La cause des misérables apparaît à beaucoup désespérée. Ils sont comme surpris de ne pas vivre la même chose que leurs parents. Nous ne viendrons pas à bout de leur misère tant que nous ne tiendrons pas durablement nos engagements. Pouvons-nous exiger des plus démunis le respect de la loi et continuer à bafouer celle-ci lorsqu’elle affirme que : “la lutte contre les exclusions est un impératif national et... une priorité de l’ensemble des politiques publiques” (Loi d’orientation contre les exclusions, de juillet 1998).
Nous les sécurisés, nous nous endormons dans la quiétude, coupés de ceux qui sont nos frères. Pas des déchets, des laissés pour compte, mais des victimes, calfeutrées sous les porches, égarées dans leurs bidonvilles. Leur réalité nous ne voudrions pas la connaître et plus nous nous enfermons dans nos forteresses, moins nous serons capables de savoir ce qu’il en est réellement. Nous avons, à Narbonne, entendu d’autres accents.

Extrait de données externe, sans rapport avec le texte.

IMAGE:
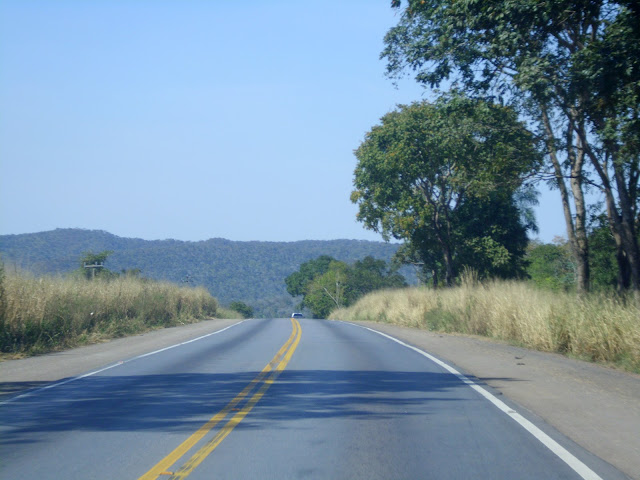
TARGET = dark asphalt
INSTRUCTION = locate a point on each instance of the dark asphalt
(349, 404)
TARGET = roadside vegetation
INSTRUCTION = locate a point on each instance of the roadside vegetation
(598, 327)
(48, 313)
(326, 283)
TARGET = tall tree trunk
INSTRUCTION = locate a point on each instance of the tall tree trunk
(581, 240)
(621, 219)
(576, 236)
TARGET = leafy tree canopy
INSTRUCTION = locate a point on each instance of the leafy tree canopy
(242, 308)
(336, 284)
(442, 176)
(571, 68)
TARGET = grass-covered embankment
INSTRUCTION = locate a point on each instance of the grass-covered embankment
(51, 313)
(598, 328)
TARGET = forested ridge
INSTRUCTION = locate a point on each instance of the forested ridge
(252, 272)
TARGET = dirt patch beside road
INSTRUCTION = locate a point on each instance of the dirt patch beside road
(597, 407)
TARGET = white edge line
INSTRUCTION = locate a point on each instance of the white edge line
(580, 468)
(95, 372)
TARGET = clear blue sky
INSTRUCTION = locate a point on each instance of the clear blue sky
(193, 119)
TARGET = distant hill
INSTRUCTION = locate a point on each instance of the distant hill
(252, 272)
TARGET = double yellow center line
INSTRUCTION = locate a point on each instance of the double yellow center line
(265, 378)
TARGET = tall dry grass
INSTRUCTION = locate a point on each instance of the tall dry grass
(49, 313)
(598, 328)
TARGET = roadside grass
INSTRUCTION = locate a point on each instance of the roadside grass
(43, 314)
(598, 328)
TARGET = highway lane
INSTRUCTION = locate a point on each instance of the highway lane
(322, 400)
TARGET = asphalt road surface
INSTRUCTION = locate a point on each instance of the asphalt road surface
(281, 399)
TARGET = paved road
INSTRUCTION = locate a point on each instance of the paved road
(281, 399)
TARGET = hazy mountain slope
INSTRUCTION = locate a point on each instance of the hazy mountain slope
(252, 272)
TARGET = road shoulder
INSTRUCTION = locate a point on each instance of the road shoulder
(596, 407)
(27, 373)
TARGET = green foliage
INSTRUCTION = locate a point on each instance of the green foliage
(297, 282)
(251, 272)
(443, 177)
(92, 264)
(242, 308)
(570, 68)
(329, 284)
(551, 266)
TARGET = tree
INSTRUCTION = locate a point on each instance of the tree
(297, 282)
(96, 261)
(336, 284)
(429, 169)
(551, 265)
(569, 67)
(242, 308)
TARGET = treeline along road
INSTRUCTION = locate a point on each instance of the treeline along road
(287, 398)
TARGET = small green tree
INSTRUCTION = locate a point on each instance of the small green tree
(242, 308)
(92, 264)
(297, 282)
(551, 265)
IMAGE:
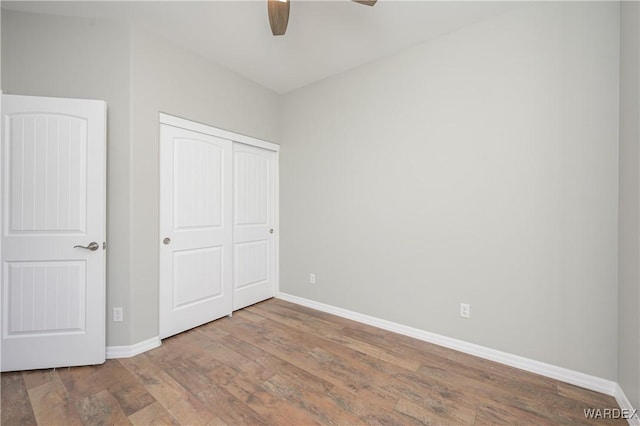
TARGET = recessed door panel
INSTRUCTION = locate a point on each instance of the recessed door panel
(46, 298)
(199, 273)
(198, 184)
(47, 173)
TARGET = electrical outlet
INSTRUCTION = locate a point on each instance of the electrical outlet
(465, 310)
(117, 314)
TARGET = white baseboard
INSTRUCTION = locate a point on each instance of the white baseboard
(583, 380)
(624, 404)
(133, 350)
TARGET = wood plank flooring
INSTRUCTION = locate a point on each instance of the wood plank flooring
(276, 363)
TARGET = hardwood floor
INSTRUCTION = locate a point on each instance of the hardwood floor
(283, 364)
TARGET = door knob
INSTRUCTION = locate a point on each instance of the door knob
(93, 246)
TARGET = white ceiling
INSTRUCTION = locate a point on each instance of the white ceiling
(323, 38)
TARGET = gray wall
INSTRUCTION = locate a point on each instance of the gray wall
(629, 243)
(79, 58)
(171, 80)
(480, 167)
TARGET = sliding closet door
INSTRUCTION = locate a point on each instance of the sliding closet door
(195, 229)
(254, 224)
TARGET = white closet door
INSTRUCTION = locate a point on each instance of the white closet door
(53, 196)
(254, 223)
(195, 229)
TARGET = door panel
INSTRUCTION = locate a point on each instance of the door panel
(195, 221)
(53, 294)
(253, 225)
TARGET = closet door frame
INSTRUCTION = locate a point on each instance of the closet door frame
(247, 140)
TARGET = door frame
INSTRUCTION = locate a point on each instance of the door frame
(206, 129)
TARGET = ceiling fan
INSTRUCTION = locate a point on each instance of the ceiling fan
(279, 14)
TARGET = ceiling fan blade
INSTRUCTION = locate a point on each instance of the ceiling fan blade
(366, 2)
(278, 16)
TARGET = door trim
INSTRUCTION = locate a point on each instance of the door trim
(214, 131)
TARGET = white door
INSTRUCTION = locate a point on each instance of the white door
(53, 196)
(195, 229)
(254, 224)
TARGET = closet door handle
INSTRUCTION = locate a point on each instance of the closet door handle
(93, 246)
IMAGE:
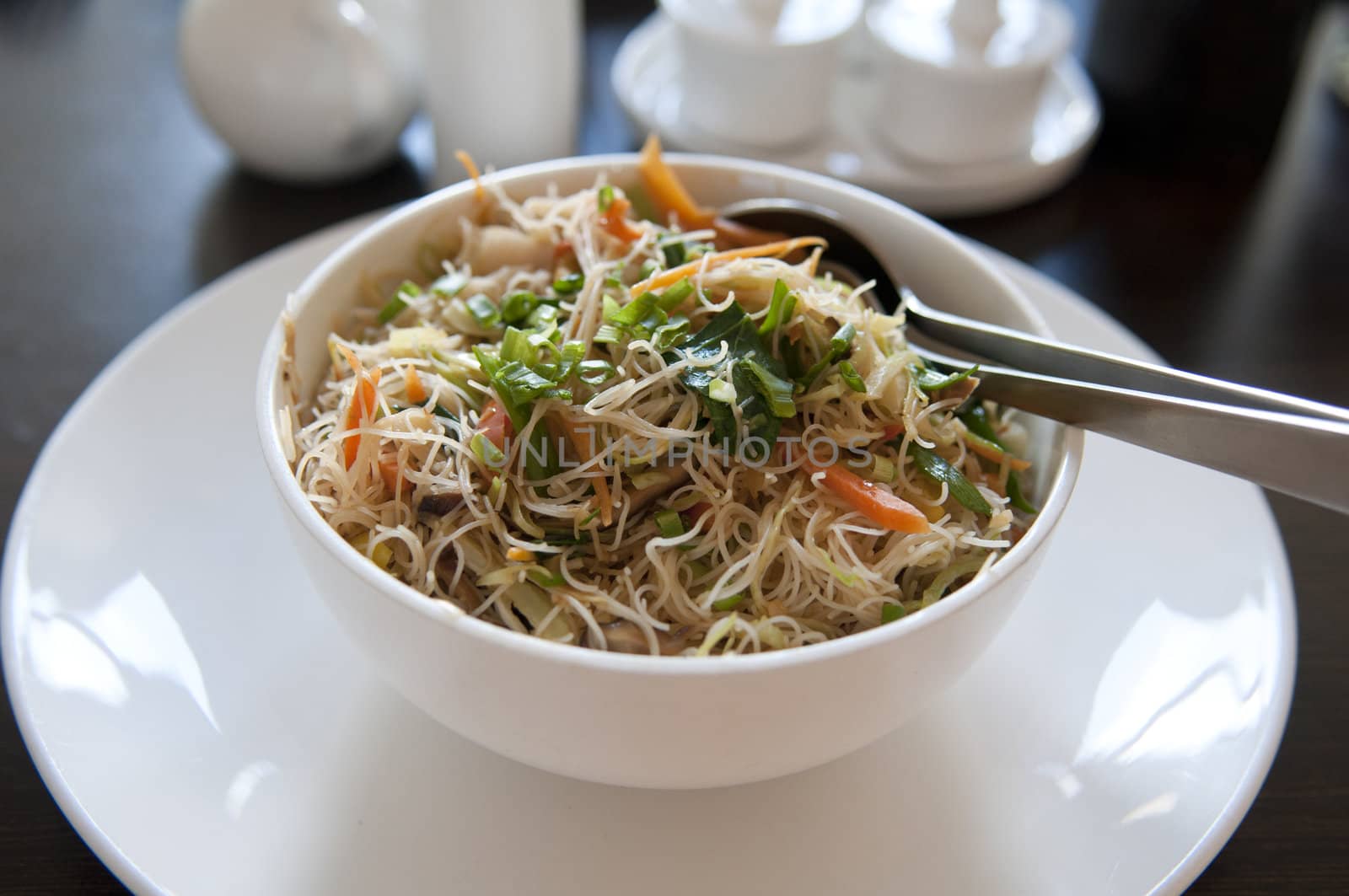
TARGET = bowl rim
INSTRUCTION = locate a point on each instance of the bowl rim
(540, 649)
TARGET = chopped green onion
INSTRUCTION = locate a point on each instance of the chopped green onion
(671, 334)
(948, 577)
(939, 469)
(636, 311)
(779, 308)
(674, 294)
(568, 283)
(487, 453)
(1016, 496)
(854, 379)
(674, 254)
(449, 285)
(728, 604)
(840, 346)
(722, 392)
(669, 523)
(398, 303)
(977, 421)
(594, 373)
(931, 381)
(883, 469)
(485, 311)
(517, 307)
(775, 389)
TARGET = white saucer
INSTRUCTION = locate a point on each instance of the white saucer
(647, 80)
(208, 729)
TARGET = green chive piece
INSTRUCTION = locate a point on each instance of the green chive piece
(840, 347)
(568, 283)
(728, 604)
(779, 308)
(398, 303)
(1016, 496)
(517, 307)
(939, 469)
(674, 294)
(775, 389)
(487, 453)
(485, 311)
(669, 523)
(854, 379)
(674, 254)
(931, 381)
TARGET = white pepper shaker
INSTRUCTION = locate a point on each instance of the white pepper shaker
(501, 80)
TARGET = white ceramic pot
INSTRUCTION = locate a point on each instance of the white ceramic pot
(668, 722)
(760, 72)
(303, 91)
(964, 87)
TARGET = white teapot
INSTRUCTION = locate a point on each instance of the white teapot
(303, 89)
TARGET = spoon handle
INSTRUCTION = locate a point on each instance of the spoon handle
(1072, 362)
(1301, 456)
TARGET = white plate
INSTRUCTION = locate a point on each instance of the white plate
(647, 80)
(208, 729)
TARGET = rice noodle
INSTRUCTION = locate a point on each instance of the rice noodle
(806, 564)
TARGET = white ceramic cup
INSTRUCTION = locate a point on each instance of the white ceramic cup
(501, 80)
(939, 103)
(760, 72)
(642, 721)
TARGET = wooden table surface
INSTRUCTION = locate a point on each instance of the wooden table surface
(116, 204)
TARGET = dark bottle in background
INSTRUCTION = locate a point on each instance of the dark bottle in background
(1194, 80)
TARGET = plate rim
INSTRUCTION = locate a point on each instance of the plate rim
(1186, 871)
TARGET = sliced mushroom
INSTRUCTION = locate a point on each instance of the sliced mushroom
(440, 502)
(672, 478)
(626, 637)
(498, 247)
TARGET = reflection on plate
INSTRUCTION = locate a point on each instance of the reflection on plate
(209, 730)
(647, 80)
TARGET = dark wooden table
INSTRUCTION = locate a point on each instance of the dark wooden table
(116, 204)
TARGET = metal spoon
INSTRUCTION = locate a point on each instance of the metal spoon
(1290, 444)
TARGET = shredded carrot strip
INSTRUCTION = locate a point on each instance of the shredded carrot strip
(416, 392)
(363, 402)
(876, 502)
(582, 446)
(668, 192)
(389, 473)
(614, 222)
(690, 269)
(467, 161)
(496, 424)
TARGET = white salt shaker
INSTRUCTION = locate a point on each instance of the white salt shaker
(760, 72)
(961, 80)
(501, 80)
(301, 89)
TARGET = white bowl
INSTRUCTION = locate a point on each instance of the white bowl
(668, 722)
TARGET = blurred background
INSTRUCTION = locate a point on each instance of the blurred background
(1186, 169)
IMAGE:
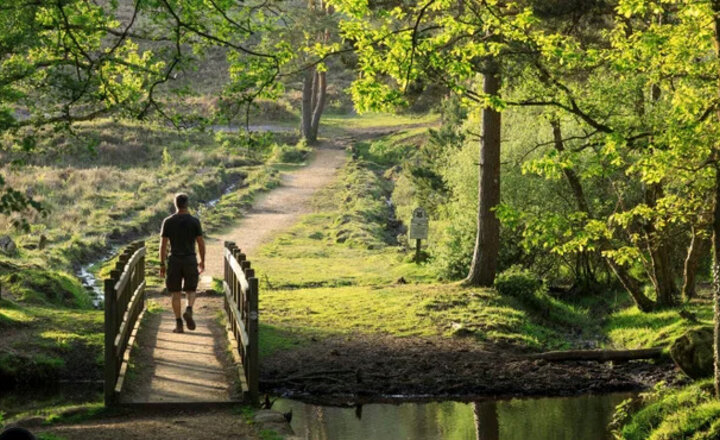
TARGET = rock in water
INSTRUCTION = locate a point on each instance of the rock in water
(693, 352)
(7, 245)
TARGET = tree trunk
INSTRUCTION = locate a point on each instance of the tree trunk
(716, 269)
(699, 245)
(320, 96)
(487, 242)
(306, 123)
(661, 273)
(630, 284)
(715, 5)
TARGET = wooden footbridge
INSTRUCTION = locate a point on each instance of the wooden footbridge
(189, 368)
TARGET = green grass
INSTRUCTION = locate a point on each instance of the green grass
(337, 272)
(371, 120)
(632, 328)
(686, 413)
(42, 343)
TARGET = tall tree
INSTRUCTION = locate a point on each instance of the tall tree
(487, 241)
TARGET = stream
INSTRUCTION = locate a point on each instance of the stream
(583, 417)
(94, 285)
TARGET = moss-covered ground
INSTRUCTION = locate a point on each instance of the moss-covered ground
(111, 183)
(342, 270)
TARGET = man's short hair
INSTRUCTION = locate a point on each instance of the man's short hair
(181, 200)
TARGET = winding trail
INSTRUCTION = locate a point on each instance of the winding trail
(193, 367)
(279, 209)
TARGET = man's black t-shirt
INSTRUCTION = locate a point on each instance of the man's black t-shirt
(182, 230)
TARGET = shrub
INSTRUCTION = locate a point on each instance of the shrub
(290, 153)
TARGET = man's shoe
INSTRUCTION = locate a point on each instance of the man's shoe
(188, 319)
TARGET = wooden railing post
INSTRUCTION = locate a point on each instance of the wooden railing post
(253, 364)
(111, 367)
(126, 280)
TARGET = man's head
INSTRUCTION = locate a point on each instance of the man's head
(181, 201)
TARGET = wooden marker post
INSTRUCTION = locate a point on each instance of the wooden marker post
(418, 229)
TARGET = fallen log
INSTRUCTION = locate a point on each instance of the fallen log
(600, 355)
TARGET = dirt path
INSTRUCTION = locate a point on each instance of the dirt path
(279, 209)
(188, 367)
(193, 367)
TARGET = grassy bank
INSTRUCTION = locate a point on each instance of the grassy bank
(342, 270)
(49, 329)
(110, 184)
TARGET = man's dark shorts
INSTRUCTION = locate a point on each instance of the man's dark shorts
(182, 274)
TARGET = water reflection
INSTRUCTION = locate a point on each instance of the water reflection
(574, 418)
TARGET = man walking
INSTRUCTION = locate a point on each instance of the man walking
(182, 230)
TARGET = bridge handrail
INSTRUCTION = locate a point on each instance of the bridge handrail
(241, 305)
(124, 301)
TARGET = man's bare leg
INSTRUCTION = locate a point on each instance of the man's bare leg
(190, 298)
(188, 311)
(176, 301)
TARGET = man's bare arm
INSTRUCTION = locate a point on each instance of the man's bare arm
(201, 248)
(163, 255)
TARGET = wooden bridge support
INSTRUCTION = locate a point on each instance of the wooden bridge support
(124, 301)
(240, 287)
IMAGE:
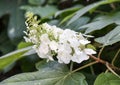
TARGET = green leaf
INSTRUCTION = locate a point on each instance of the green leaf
(101, 22)
(5, 44)
(43, 12)
(36, 2)
(55, 76)
(23, 45)
(16, 22)
(114, 82)
(107, 79)
(82, 11)
(110, 38)
(10, 58)
(79, 22)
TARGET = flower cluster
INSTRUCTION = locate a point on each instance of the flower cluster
(51, 41)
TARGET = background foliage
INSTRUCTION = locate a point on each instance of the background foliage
(100, 18)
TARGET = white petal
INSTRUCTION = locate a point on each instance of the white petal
(53, 45)
(84, 42)
(89, 51)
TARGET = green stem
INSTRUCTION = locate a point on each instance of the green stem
(99, 54)
(92, 70)
(87, 65)
(115, 57)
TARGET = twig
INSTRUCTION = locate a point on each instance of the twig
(99, 54)
(109, 68)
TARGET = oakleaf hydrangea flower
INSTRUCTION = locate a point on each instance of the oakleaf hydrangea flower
(51, 41)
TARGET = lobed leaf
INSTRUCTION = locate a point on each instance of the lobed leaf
(107, 79)
(51, 76)
(82, 11)
(10, 58)
(110, 38)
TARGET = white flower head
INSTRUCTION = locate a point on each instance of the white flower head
(67, 44)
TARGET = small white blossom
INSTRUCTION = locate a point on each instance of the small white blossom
(67, 44)
(53, 45)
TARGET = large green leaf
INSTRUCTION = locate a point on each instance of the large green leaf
(51, 73)
(110, 38)
(101, 22)
(82, 11)
(43, 12)
(10, 58)
(36, 2)
(107, 79)
(16, 22)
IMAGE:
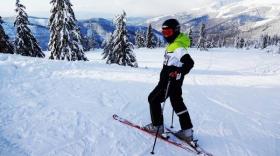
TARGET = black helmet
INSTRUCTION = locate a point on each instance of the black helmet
(171, 23)
(174, 25)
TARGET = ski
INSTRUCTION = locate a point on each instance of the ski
(194, 144)
(168, 139)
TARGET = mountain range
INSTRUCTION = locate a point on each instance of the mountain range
(224, 19)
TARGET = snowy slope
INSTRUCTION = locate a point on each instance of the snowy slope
(229, 18)
(58, 108)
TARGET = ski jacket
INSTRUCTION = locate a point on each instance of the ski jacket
(176, 57)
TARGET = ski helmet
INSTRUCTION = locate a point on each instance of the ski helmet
(170, 30)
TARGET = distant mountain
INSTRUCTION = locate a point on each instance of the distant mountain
(100, 27)
(230, 18)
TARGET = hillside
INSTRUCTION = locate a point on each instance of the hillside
(58, 108)
(228, 18)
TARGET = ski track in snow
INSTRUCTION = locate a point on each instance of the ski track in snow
(57, 108)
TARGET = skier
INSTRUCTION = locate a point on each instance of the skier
(176, 65)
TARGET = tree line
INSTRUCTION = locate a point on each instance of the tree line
(66, 42)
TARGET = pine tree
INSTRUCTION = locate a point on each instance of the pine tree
(91, 37)
(119, 49)
(65, 39)
(25, 43)
(150, 37)
(202, 42)
(140, 39)
(108, 50)
(190, 34)
(264, 41)
(237, 42)
(5, 45)
(241, 43)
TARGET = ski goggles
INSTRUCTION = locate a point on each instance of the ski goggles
(167, 32)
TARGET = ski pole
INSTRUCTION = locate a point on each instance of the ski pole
(165, 97)
(172, 119)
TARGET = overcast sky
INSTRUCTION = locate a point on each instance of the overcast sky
(104, 8)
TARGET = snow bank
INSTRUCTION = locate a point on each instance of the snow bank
(62, 108)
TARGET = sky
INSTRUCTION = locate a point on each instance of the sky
(104, 8)
(109, 8)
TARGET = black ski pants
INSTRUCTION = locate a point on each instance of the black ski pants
(157, 96)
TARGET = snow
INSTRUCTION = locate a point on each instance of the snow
(61, 108)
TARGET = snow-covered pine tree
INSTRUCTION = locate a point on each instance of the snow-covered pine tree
(5, 45)
(149, 37)
(121, 51)
(25, 43)
(264, 41)
(108, 49)
(190, 34)
(241, 43)
(140, 38)
(202, 39)
(91, 37)
(65, 39)
(237, 42)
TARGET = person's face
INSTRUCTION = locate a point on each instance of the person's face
(167, 32)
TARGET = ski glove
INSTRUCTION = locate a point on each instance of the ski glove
(175, 75)
(188, 64)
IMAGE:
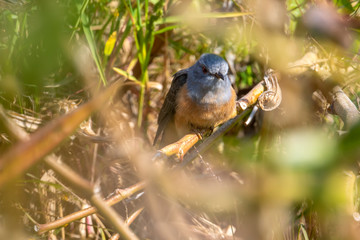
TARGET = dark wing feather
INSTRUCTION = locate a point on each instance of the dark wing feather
(167, 111)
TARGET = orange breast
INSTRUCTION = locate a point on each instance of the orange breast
(190, 114)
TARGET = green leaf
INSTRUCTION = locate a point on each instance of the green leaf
(92, 44)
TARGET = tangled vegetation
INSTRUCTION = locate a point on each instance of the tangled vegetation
(81, 86)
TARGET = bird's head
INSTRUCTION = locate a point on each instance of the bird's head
(208, 79)
(211, 67)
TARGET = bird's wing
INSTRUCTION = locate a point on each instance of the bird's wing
(167, 110)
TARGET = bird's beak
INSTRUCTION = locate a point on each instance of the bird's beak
(220, 75)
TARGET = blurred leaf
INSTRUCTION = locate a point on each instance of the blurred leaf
(92, 44)
(179, 19)
(350, 142)
(126, 74)
(110, 43)
(345, 4)
(304, 149)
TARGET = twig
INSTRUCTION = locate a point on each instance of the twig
(344, 107)
(30, 150)
(180, 147)
(25, 151)
(119, 196)
(128, 221)
(251, 97)
(213, 137)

Il nous faudra parler avec respect des pauvres en désarroi qui entendent la France installée leur dire que la place leur est comptée et qu’au soleil de l’opulence il n’y aura de strapontins que pour ceux qui, individuellement, sauront entreprendre des efforts herculéens.
C’est l’épaisseur d’humanité qui nous habite, pas celle des loups. L’être de l’homme est en ses relations. Ce n’est pas l’homme isolé, le sujet solitaire exclu. Entre tous nous nous lions par nos dons réciproques.